Arrivée partielle sous la pluie
Seuls seize joueurs sur les vingt‑six sélectionnés ont touché le sol argentin, le reste du groupe restant aux États‑Unis pour rejoindre leurs clubs. Le vol AR1971 a atterri à 18 h 19, sans Lionel Messi ni Rodrigo De Paul, tous deux engagés à l’Inter Miami.
Parmi les présents, le gardien Emiliano Martínez a voyagé accompagné de ses deux enfants, Santino et Ava, affichant une tenue discrète comparée à la célébration controversée de 2023 où il brandissait une poupée à l’effigie de Kylian Mbappé.
- Emiliano Martínez (gardien)
- Nicolas Tagliafico
- Marcos Senesi
- Alexis Mac Allister
- Gonzalo Montiel
- Facundo Medina
- Lisandro Martinez
- Giovani Lo Celso
- Giuliano Simeone
- Leandro Paredes
- Nicolas González
- Valentín Barco
- Exequiel Palacios
- Juan Manuel López
Du terminal à la base d’entraînement
Deux bus décorés du message « Bienvenue à l’équipe nationale d’Argentine » attendaient les joueurs. Le choix du bus à toit ouvert a permis un échange direct avec les supporters, malgré les sept degrés et la bruine persistante.
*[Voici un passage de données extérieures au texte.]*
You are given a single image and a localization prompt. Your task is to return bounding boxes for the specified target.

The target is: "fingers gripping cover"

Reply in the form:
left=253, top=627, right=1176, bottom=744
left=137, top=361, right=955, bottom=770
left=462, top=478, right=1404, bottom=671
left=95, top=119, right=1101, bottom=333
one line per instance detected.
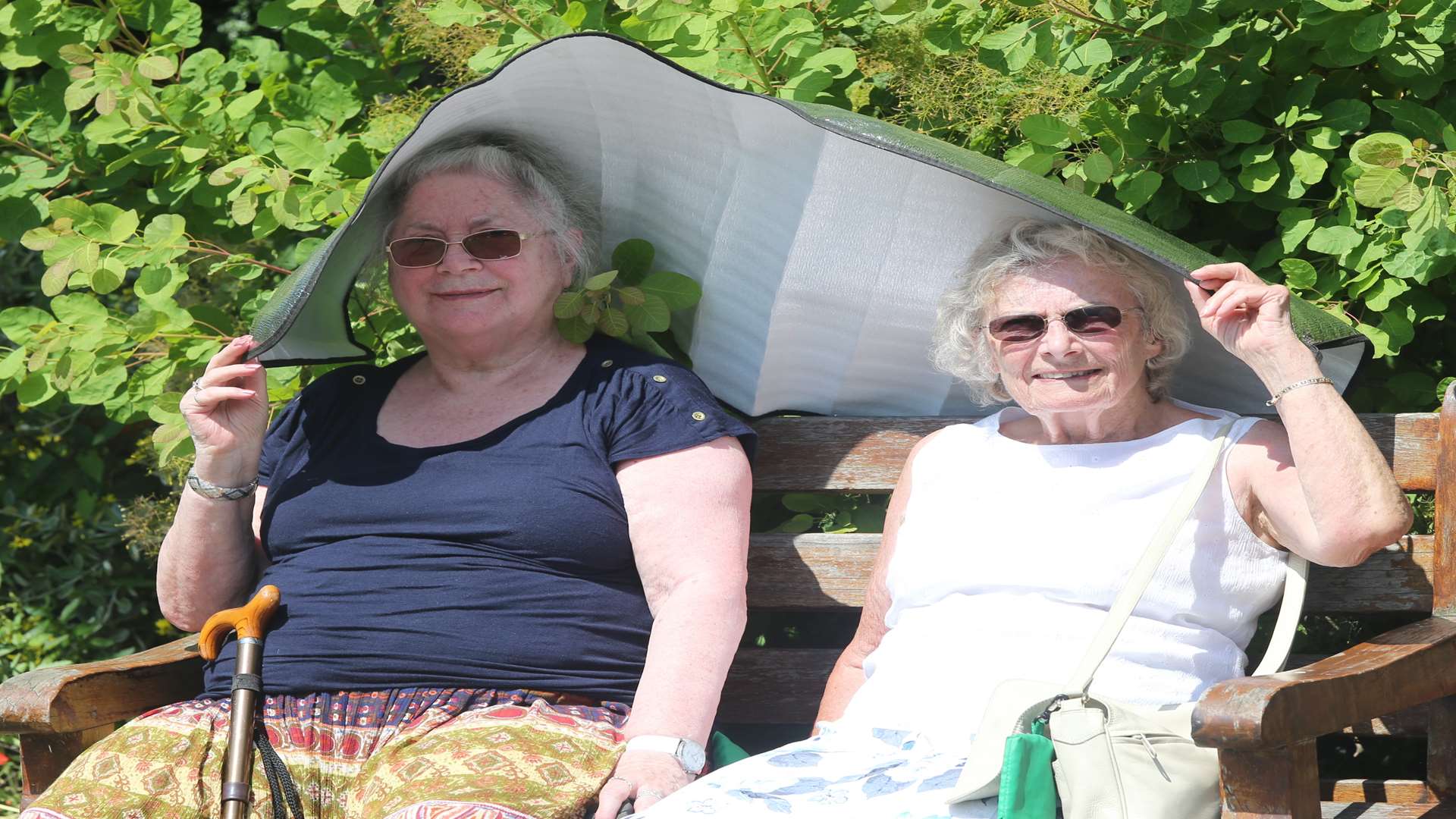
left=244, top=33, right=1370, bottom=416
Après une heure et demie de trajet, l’équipe s’est rendue au complexe de la Fédération où un dîner a été prévu. Selon La Nación, les joueurs n’ont pas affiché de sourires larges, mais les échanges étaient chargés de souvenirs et d’émotions liées à la campagne.
Un contraste saisissant avec la fête de 2022
En 2022, cinq millions de spectateurs avaient célébré la victoire argentine au Qatar sous une chaleur accablante, après un triomphe 3‑3 (4‑2 aux tirs) contre la France. Cette fois‑ci, la sobriété et le froid ont dominé le tableau, rappelant la différence d’ambiance entre une victoire historique et une défaite en finale.
Loin des acclamations massives, le retour de l’Albiceleste se dessine aujourd’hui comme un moment de recueillement, où chaque joueur porte le poids d’une campagne écourtée et la responsabilité de rebondir dès la prochaine échéance.